クレメンス8世と枢機卿、そして
侍従がアヴィニョンの教皇庁にやってきました
「教皇様、アヴィニョン滞在中いかがいたしましょう。」
「枢機卿、わたしはこの地に遊山に参ったの
ではないのです。」
「それは承知しておりますが、この行幸はわれわれしか
知らぬことです。ゆえに人目についてはとおもいまして。
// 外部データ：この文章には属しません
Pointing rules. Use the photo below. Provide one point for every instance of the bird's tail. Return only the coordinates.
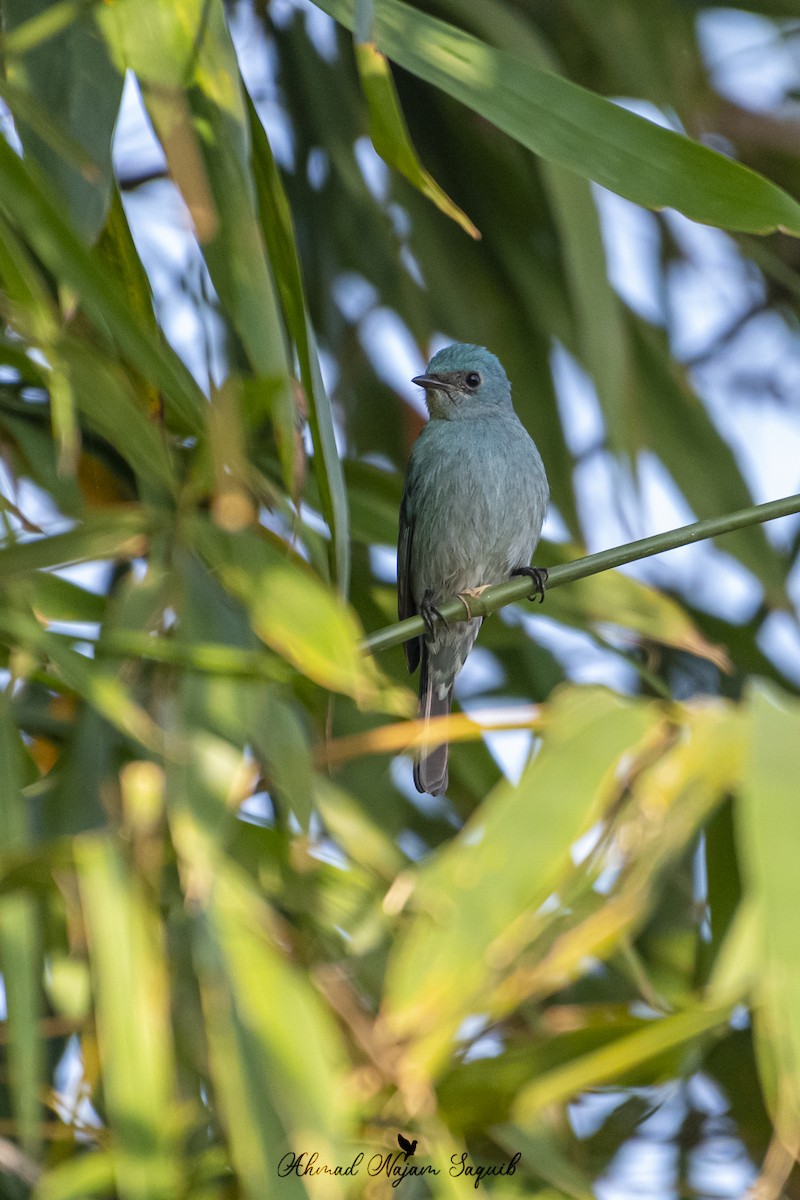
(431, 766)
」
「確かにそうであるな、となれば多勢の衛兵どもも
差障りがある、かれらみだりに人目に触れぬよう
配慮頼みますぞ。」
「それはしかと。いずれにしろジョルダーノの
処刑が終わるまでの間だけのことでございますから、
ご心配のほどは。」
「それよりそなたが言っておったカタリの残党の件ですが、
あれはいかがです。」
「実は、そのことでお伺い致したのでございます。」
「やはりわたしを狙っておるか?」
「それがですな教皇様奇怪なうわさを
聞き及んでおります。」
「と申すと?」
「カタリどもは諦めたようですが、それとはまったく別の
空飛ぶ盗賊が教皇様のお宝を狙っていると、、、、」
「飛行人とな、、まことかそれは、たわけたことを!」
あまりの荒唐無稽な話に教皇・枢機卿ともども
警戒心が緩むのでした。
こうして子爵の策謀は忍びよってゆくのでした。